一公の将棋雑記

将棋に関する雑記です。

中井女流六段の奮闘及ばず(第28期倉敷藤花戦第1局)

2020-11-11 00:10:42 | 女流棋戦
5日(木)は関西将棋会館にて、第28期倉敷藤花戦第1局が行われた。里見香奈倉敷藤花に挑戦するのは、51歳の中井広恵女流六段である。中井女流六段はタイトル19期の強豪だが、タイトル戦登場は13年振り。倉敷藤花戦では16年振りで、まさに復活のレジェンドだった。
とはいえ今回の相手は、今をときめく女流四冠。中井女流六段のタイトル獲得期待値は低く思える。だが中井女流六段の本格的な将棋は、相手が強ければ強いほど本領を発揮するのだ。
それを裏付けるように、両者の対戦成績は6勝6敗である。面白いのは、中井女流六段の5勝が、いまはなき女流最強戦で挙げたもの。同棋戦はネット将棋。中井女流六段は相手の顔を見ないで指すといいのか、同棋戦の第2回から第4回まで3連覇している。この成績が光って、竜王戦にも出場したのだ。
ともあれ中井女流六段に里見倉敷藤花への苦手意識はなく、いい勝負が期待された。
将棋は里見倉敷藤花の先手中飛車に、中井女流六段の左美濃となった。中井女流六段の手厚い棋風は、左美濃と相性がいいと思う。
7筋で飛車交換になり、中井女流六段は▲3七の桂にめがけて△3五歩。この▲3七桂は本当に一長一短で、つねに3六のキズに気を遣わねばならない。
中井女流六段は△3五歩と位を張り、△5二銀と引き締める。ここは中井女流六段が十分に見えた。
数手進んで△6五桂(第1図)が中継ブログにアップされた。
後手の大まかな狙いは、△7七歩▲同桂△同桂成から△3六桂で、これが入れば後手が優勢に見える。
ところが実戦は意外な進行になった。

第1図以下の指し手。▲5八金△7七歩▲3九歩△5一角▲9六歩△3三桂▲7七桂△同桂成▲同飛成(第2図)

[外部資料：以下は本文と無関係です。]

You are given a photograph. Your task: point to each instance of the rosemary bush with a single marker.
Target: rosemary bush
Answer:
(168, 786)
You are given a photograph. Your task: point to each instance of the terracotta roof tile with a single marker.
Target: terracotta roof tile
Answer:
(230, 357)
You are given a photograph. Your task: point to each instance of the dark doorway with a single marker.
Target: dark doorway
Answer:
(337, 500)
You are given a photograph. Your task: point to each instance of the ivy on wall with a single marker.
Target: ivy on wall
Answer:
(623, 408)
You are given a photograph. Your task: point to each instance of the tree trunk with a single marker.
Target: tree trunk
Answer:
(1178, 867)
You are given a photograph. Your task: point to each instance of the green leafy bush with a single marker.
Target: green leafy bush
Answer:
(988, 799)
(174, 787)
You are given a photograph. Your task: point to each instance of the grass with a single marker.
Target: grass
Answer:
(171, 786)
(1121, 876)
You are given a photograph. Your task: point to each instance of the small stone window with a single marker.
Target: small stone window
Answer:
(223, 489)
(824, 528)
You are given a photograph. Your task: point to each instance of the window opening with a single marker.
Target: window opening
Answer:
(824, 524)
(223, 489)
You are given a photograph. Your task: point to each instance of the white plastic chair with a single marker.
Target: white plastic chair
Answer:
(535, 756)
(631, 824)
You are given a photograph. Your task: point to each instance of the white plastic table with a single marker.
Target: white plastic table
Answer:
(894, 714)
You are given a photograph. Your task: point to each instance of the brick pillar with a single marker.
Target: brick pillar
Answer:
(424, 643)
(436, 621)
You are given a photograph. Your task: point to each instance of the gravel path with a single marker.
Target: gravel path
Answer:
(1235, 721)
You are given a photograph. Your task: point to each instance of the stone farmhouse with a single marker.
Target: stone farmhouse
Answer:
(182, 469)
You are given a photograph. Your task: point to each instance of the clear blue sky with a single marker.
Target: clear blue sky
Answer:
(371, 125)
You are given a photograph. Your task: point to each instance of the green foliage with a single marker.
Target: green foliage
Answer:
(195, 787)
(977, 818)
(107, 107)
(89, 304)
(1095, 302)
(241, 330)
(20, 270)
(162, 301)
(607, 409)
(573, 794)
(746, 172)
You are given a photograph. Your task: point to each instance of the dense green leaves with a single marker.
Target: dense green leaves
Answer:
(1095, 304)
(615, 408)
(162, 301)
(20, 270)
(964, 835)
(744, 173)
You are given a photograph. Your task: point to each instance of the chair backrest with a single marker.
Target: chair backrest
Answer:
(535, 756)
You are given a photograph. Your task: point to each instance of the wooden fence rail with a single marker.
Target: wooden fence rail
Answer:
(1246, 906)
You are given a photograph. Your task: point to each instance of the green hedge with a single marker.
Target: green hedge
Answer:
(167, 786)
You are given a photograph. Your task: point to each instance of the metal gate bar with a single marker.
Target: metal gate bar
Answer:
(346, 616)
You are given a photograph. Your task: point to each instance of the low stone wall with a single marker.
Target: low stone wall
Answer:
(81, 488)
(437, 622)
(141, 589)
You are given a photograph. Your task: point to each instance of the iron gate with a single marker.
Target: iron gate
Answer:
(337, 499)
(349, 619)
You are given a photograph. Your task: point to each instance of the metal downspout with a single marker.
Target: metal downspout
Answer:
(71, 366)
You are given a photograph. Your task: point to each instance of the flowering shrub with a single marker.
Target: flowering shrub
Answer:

里見倉敷藤花は▲5八金と上がる。自ら美濃を崩す、指しにくい手だ。中井女流六段は予定通り△7七歩だが、そこで▲3九歩がすごかった。△7八歩成なら▲同飛成で、△6九飛を生け捕りにできる寸法だ。先の▲5八金も▲3九歩も、このとき後手の飛車が何か駒を取るのを防いでいたのだ。何という読みだろう!
中井女流六段の△5一角は、△9五角と同時に左桂の活用を見たものだが、里見倉敷藤花は▲9六歩と落ち着いたもの。
△3三桂に、やっと▲7七桂と歩を払う。△同桂成に▲同飛成と引き揚げ、これは里見倉敷藤花の受け切りの方針が見えてきた。里見倉敷藤花がこんな将棋も指すのかと、私は唸るしかなかった。

第2図以下の指し手。△3六桂▲2九玉△3四金▲8八金△1五歩▲7八竜(第3図)

中井女流六段は待望の△3六桂だが、里見倉敷藤花は▲2九玉と引いて耐える。この手が指せるのも、▲3九歩の先受けの効果だ。
中井女流六段は△3四金と戦力を増強するが、ここで里見倉敷藤花の▲8八金が、またハッとさせる好手だった。次の狙いは言うまでもなく▲7八竜で、やはり飛車の生け捕りである。中井女流六段はそれが分かっていても防げず、愕然としただろう。中井女流六段も△6九飛と狭いところに打った以上、何かの駒と刺し違える覚悟だったと思うが、里見倉敷藤花はそれさえ許さなかった。将棋はここで終わった。

その後は里見倉敷藤花が飛車を取り切り、中井女流六段も反撃したが、最後は里見倉敷藤花が、後手玉を即詰みに討ち取った。
以上、第1局は里見倉敷藤花の快勝となったが、外野としては勝敗が逆でないと面白くない。それどころか本局は「ニュー香奈」まで出現し、こんな受け潰しの指し方まで見せられたら、中井女流六段も、どう対策を立てていいか分からなくなるだろう。
21日・22日の第2局と第3局は、恒例の倉敷対局である。もう中井女流六段は、無心で戦うしかない。